GPU OpenCL Fine-Tuning Problem

Hi, today I have a C and OpenCL code fine-tuning problem to think about. This problem is quite complex to solve, and the truth is told, I do not know how and why it does not work. The example is from the actual project at https://github.com/sowson/darknet.
OpenCL
Let me first show you slow to compute version of the example method in OpenCL.

__kernel void  mean_kernel(int N, __global float *x, int batch, int filters, int spatial, __global float *mean)
{
    float scale = 1.f/(batch * spatial);
    int id = (get_group_id(0) + get_group_id(1)*get_num_groups(0)) * get_local_size(0) + get_local_id(0);
    if (id >= N) return;
    int i = id;
    mean[i] = 0;
    int j, k;
    for (j = 0; j < batch; ++j) {
        for (k = 0; k < spatial; ++k) {
            int index = j * filters * spatial + i * spatial + k;
            mean[i] += x[index];
        }
    }
    mean[i] *= scale;
}

To give you all the aspects of computation, you need to see also the C code that invokes this one GPU kernel.

void mean_gpu(cl_mem_ext x, int batch, int filters, int spatial, cl_mem_ext mean)
{
    size_t N = filters;
    dim2 dimGrid;
    dimGrid = dim2_create(N, 1);
    opencl_kernel(opencl_mean_kernel[opencl_device_id_t], dimGrid, 12, &N, sizeof(cl_int), &x.mem, sizeof(cl_mem), &batch, sizeof(cl_int), &filters, sizeof(cl_int), &spatial, sizeof(cl_int), &mean.mem, sizeof(cl_mem));
}

Now let me show you fine-tuned ready-to-code in OpenCL.

__kernel void fast_mean_kernel(int tuning, __local float *sums, int filters, int batch, int spatial, __global float *x, __global float *mean)
{
    int i = get_global_id(0);
    int t = get_local_id(0);
    sums[t] = 0;
    int j,k;
    for (j = 0; j < batch; ++j) {
        for (k = t; k < spatial; k += tuning) {
            int index = j * filters * spatial + i * spatial + k;
            sums[t] += x[index];
        }
    }
    barrier(CLK_LOCAL_MEM_FENCE | CLK_GLOBAL_MEM_FENCE);
    if (t == 0) {
        mean[i] = 0;
        int s;
        for(s = 0; s < tuning; ++s) {
            mean[i] += sums[s];
        }
        mean[i] /= (spatial * batch);
    }
}

To give you all the aspects of computation, you need to see also the C code that invokes this one GPU kernel.

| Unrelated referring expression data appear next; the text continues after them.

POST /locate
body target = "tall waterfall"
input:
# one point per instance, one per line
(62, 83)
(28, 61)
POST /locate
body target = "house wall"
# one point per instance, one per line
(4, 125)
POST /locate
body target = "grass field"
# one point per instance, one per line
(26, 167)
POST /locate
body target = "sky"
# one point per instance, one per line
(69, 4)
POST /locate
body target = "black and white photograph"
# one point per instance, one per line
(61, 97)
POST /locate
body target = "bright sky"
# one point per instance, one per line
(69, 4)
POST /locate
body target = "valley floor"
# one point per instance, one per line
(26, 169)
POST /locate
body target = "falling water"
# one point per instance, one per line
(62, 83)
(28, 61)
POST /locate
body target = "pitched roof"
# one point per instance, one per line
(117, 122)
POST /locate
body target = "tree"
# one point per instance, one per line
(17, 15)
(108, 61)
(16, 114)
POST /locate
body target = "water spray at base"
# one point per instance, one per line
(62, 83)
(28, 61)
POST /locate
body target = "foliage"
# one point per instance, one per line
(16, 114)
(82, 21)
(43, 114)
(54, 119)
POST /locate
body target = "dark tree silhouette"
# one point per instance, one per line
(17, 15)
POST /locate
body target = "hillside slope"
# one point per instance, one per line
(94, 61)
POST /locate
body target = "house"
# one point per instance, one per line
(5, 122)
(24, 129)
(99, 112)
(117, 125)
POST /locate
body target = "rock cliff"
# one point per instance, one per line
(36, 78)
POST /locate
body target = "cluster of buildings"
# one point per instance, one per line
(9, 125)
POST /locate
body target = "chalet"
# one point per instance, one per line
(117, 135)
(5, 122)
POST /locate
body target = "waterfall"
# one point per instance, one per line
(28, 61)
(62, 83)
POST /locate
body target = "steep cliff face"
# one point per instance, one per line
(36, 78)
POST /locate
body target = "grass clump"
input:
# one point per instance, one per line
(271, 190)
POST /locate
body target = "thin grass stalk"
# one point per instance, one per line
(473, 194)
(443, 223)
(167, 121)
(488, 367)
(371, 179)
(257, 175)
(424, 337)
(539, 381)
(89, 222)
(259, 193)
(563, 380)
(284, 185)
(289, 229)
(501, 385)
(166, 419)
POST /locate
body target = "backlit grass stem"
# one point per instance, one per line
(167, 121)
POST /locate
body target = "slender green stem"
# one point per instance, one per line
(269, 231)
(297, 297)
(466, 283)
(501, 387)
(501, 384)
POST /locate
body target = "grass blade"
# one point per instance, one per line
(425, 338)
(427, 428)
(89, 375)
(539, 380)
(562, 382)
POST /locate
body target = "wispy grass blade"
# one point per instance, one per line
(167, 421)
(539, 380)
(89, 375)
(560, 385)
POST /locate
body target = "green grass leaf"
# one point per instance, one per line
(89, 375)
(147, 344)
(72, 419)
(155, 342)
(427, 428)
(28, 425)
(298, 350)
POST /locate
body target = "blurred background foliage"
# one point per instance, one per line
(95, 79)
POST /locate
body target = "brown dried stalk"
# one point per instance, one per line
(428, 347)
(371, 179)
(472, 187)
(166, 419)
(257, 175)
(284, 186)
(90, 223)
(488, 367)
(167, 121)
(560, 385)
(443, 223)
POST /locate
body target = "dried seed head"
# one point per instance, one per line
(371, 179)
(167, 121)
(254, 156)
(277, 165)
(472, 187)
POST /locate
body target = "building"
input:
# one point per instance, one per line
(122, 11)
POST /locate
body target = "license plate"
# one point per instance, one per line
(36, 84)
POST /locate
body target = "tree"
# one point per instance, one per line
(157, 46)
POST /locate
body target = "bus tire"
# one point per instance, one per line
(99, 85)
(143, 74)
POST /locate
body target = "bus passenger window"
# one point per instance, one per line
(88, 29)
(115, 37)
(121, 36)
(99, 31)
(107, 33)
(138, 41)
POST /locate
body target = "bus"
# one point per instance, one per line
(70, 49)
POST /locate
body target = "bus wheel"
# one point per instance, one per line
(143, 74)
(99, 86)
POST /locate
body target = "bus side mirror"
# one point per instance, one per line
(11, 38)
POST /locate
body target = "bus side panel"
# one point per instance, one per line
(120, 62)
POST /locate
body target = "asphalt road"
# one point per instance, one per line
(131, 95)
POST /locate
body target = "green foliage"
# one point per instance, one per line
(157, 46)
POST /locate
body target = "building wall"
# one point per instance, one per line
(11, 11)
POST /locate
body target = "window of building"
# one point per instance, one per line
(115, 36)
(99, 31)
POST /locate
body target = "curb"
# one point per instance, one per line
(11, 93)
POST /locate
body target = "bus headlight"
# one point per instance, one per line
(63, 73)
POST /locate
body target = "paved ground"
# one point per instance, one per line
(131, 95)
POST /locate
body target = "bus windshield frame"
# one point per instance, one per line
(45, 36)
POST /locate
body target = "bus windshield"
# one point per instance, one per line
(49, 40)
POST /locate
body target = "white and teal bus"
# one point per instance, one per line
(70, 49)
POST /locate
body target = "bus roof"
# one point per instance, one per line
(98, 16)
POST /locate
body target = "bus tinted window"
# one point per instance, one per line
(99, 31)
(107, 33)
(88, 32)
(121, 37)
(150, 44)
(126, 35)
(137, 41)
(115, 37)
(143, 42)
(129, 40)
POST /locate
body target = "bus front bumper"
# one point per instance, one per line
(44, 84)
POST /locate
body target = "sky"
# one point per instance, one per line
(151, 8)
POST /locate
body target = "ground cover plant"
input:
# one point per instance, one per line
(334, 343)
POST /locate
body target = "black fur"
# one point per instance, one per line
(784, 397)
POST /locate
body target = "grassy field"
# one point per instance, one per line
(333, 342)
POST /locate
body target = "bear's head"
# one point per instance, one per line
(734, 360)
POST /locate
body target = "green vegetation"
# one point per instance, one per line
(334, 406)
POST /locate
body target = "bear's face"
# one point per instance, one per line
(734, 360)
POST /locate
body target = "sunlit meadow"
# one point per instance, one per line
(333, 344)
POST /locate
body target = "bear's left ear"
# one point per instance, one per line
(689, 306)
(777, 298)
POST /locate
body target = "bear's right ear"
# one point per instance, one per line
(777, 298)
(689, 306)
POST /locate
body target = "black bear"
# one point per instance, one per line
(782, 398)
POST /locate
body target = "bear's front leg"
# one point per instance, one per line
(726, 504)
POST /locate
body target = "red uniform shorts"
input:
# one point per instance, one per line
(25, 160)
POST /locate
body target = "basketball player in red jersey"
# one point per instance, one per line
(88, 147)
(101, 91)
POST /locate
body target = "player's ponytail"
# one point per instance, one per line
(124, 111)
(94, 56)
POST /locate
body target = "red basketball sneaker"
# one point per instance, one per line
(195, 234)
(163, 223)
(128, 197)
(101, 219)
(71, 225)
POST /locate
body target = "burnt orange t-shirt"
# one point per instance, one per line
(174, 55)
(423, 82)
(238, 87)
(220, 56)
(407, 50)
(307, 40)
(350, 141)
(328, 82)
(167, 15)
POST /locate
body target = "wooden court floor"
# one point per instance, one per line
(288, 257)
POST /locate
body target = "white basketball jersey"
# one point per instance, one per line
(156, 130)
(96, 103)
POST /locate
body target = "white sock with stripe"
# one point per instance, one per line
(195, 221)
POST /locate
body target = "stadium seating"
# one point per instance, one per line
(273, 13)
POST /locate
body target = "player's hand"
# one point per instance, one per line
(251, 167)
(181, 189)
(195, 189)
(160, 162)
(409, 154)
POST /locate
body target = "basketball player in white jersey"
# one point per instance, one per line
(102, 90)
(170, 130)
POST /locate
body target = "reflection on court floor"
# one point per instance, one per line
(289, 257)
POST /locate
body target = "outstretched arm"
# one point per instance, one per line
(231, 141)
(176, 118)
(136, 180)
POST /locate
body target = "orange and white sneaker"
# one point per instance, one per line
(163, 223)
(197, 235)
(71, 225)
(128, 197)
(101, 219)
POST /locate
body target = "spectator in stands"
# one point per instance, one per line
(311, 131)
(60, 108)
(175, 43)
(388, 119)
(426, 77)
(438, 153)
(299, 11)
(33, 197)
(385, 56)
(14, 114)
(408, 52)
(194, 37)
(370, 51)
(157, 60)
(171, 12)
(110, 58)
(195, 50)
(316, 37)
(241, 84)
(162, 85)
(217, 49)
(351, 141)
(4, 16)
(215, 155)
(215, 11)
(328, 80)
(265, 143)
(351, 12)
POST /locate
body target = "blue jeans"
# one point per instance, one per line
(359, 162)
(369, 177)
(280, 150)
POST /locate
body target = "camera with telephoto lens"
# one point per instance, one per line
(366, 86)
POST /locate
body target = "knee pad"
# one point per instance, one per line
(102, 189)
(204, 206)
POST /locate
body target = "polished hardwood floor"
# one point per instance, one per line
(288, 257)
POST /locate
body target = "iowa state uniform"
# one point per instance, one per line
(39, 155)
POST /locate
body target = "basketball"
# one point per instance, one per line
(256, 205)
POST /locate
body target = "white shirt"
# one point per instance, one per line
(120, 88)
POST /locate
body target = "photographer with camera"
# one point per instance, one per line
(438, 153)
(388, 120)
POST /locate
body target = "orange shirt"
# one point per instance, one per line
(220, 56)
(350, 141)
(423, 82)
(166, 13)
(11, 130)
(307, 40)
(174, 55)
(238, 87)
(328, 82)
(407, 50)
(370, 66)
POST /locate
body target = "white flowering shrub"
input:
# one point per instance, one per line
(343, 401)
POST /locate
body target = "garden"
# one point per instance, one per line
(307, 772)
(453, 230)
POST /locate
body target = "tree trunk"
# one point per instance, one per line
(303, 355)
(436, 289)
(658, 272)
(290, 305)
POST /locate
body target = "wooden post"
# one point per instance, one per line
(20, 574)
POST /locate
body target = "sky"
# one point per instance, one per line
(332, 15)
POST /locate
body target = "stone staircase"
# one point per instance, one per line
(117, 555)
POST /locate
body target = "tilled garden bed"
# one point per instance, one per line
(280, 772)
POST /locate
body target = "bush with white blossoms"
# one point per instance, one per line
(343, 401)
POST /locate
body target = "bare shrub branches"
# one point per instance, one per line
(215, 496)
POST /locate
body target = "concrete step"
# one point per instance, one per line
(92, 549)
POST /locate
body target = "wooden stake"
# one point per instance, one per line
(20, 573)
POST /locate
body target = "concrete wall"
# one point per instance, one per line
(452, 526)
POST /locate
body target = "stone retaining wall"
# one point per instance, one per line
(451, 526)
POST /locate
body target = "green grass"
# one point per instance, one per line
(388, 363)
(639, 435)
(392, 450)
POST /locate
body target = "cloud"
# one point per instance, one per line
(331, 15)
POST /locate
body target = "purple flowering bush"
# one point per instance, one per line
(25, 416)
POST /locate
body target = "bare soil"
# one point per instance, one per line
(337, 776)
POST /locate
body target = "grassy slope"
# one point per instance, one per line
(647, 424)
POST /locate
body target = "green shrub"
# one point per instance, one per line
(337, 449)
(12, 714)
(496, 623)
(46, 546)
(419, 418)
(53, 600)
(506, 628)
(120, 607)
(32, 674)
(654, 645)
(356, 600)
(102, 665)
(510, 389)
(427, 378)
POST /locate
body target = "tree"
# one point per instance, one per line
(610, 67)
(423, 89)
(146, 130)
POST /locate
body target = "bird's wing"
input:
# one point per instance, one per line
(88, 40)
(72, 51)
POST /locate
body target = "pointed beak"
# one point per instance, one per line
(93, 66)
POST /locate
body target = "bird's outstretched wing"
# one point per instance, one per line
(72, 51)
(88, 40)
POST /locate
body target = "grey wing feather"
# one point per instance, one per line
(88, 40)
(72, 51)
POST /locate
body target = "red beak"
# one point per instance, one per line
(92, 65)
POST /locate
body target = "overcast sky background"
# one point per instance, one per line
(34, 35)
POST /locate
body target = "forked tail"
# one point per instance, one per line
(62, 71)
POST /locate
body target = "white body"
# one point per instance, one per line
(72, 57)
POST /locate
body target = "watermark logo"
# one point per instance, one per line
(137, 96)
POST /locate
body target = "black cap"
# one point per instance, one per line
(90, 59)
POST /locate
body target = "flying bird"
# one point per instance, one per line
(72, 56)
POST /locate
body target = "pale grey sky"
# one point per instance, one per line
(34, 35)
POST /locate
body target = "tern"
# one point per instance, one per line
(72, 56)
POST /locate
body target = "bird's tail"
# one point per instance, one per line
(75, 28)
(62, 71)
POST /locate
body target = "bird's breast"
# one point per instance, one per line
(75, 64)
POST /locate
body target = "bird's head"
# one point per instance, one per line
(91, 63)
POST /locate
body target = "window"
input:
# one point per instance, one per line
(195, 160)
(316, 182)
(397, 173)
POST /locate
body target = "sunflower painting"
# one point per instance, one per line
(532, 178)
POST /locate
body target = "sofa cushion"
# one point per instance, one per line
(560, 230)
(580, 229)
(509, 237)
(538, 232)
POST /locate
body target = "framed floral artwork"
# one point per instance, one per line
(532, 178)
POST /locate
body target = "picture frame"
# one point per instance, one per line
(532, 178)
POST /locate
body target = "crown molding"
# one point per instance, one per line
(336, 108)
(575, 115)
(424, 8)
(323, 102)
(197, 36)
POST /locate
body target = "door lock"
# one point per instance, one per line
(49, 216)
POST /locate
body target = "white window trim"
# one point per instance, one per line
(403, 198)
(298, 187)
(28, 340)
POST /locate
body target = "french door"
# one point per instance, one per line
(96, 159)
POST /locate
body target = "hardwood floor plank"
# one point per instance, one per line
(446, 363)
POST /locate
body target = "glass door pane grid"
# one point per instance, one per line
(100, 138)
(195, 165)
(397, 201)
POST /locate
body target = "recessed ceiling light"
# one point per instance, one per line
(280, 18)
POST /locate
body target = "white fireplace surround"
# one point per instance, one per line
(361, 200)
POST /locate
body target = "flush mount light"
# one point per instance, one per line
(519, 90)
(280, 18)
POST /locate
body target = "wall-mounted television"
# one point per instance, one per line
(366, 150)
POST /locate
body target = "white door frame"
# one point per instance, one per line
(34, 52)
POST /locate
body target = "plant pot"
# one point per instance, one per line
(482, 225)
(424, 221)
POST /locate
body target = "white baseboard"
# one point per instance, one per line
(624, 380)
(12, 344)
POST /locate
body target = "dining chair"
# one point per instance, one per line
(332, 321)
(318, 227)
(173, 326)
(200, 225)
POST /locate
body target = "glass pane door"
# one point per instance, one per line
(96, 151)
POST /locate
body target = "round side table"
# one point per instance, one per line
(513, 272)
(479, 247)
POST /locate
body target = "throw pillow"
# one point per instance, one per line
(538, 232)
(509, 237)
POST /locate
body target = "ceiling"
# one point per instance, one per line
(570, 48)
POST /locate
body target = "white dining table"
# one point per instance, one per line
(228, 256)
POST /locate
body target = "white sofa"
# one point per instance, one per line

void fast_mean_gpu(cl_mem_ext x, int batch, int filters, int spatial, cl_mem_ext mean)
{
    int tuning = 16;
    dim2 dimGridG1;
    dimGridG1 = dim2_create(filters, 1);
    dim2 dimGridL1;
    dimGridL1 = dim2_create(tuning, 1);
    opencl_kernel_local(opencl_fast_mean_kernel[opencl_device_id_t], dimGridG1, dimGridL1, 14, &tuning, sizeof(cl_int), NULL, tuning*sizeof(cl_float), &filters, sizeof(cl_int), &batch, sizeof(cl_int), &spatial, sizeof(cl_int), &x.mem, sizeof(cl_mem), &mean.mem, sizeof(cl_mem));
}

Now it is time to show you code that works, but only if the tuning parameter is equal to 1.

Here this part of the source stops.